Amigos, amigos, negócios à parte. Antes parceiros do crime em assaltos a banco, Haroldinho e Rafael puseram fim à velha parceria quando a disputa por pontos de tráfico de drogas e pelo comando do Pavilhão 10 do Conjunto Penal de Feira de Santana, a 108 quilômetros de Salvador, falou mais alto.

“Eles eram comparsas e depois se tornaram inimigos. O caso era sério”, afirma o coordenador da Polícia Civil de Feira de Santana, delegado João Uzzum. Foi essa disputa que desencadeou a rebelião no presídio, no domingo, em que nove detentos acabaram mortos e quatro ficaram feridos.
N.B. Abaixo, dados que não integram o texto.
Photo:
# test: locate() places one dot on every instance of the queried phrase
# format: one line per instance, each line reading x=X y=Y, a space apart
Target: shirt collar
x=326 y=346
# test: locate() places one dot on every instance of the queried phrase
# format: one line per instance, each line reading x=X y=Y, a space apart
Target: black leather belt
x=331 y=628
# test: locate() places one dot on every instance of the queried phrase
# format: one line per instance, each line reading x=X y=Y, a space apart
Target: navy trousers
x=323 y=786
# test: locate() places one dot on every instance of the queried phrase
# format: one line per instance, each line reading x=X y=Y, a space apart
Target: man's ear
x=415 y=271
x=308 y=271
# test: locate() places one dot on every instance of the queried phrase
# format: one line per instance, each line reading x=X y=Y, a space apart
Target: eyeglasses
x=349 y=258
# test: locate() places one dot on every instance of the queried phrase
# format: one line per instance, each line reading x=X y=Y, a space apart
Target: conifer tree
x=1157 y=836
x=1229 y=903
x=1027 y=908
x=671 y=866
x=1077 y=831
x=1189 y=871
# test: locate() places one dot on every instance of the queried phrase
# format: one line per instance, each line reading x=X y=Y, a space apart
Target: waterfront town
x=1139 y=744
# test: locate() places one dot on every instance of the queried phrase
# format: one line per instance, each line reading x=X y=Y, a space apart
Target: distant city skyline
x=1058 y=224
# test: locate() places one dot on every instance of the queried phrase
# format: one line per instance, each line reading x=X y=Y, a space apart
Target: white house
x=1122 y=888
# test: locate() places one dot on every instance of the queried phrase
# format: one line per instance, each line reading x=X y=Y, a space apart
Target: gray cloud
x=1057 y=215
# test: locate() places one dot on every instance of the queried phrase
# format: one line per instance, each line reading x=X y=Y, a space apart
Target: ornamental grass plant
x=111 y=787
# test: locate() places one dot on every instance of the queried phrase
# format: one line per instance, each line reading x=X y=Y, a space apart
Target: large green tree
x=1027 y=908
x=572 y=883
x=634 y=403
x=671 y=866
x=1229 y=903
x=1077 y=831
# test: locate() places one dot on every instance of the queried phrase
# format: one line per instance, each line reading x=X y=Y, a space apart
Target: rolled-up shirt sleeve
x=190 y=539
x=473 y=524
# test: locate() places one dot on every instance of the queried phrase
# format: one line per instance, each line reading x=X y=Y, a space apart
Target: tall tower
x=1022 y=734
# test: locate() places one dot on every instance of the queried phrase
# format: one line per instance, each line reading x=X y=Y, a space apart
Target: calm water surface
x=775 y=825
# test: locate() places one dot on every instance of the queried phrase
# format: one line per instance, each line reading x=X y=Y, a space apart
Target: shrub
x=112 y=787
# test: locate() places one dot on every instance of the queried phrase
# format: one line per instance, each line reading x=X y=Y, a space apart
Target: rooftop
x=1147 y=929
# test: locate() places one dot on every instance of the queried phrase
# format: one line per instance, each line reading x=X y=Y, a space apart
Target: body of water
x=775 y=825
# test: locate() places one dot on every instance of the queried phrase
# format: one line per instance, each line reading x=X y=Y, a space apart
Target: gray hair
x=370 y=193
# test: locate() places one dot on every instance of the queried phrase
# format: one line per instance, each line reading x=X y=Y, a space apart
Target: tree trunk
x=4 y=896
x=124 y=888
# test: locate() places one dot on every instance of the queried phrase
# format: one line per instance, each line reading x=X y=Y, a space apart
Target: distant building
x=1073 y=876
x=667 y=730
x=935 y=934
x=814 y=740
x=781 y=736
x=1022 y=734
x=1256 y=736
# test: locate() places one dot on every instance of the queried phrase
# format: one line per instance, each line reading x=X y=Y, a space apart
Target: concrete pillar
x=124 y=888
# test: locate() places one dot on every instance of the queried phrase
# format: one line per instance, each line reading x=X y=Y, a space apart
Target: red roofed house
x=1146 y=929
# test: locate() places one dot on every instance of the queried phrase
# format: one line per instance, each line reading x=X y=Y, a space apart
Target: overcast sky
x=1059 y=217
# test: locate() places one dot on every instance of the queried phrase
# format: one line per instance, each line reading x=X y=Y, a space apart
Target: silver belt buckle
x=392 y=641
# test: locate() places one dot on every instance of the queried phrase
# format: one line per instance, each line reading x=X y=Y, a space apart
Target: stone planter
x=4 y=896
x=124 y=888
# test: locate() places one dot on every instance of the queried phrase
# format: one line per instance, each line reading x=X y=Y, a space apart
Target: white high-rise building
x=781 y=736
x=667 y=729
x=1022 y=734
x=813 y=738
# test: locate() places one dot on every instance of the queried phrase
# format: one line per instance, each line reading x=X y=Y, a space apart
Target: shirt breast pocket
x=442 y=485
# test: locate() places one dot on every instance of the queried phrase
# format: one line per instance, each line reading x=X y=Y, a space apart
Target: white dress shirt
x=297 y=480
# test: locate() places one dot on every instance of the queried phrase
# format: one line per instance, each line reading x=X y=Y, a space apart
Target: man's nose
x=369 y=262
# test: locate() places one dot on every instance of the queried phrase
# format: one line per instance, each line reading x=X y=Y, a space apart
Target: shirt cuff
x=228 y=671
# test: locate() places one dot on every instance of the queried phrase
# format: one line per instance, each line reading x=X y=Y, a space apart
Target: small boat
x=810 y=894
Haroldo de Jesus Britto, 41 anos, o Haroldinho, estava preso desde janeiro de 2011 por roubo a banco. Na época, ele confessou que sua quadrilha tinha assaltado agências bancárias em Utinga e Mairi, em 2010. Ele também era acusado de formação de quadrilha.

A ficha criminal do ex-comparsa, Ronilson Oliveira de Jesus, 38, vulgo Rafael, também é extensa: era processado por homicídio qualificado, formação de quadrilha e tráfico - atuava em bairros de Salvador e Feira. Apesar de separados, foram condenados, em 30 de março, por um crime cometido quando ainda eram parceiros: o assalto de Utinga. Cada um foi sentenciado a 10 anos de prisão por roubo, formação de quadrilha e dano qualificado.

Mas, a essa altura, Rafael já estava na rua. A Justiça mandou soltá-lo há dois meses e, em liberdade, ele mandou matar o ex-comparsa. “Havia divergências dentro do presídio à época em que Rafael, um dos líderes da facção Caveira, se encontrava no Pavilhão 10. Essa ordem de matar essas pessoas partiu dele”, diz Uzzum.

Reféns
Foram 18 horas de rebelião, que chegou ao fim por volta das 8h30 de ontem. Os presos do Pavilhão 10 do presídio fizeram 49 reféns - 41 mulheres (três delas gestantes), sete crianças e um homem. O motim começou por volta das 14h30 de domingo, logo após o início das visitas. De acordo com Uzzum, internos da ala 10 sacaram as armas e atiraram contra sete internos do mesmo pavilhão.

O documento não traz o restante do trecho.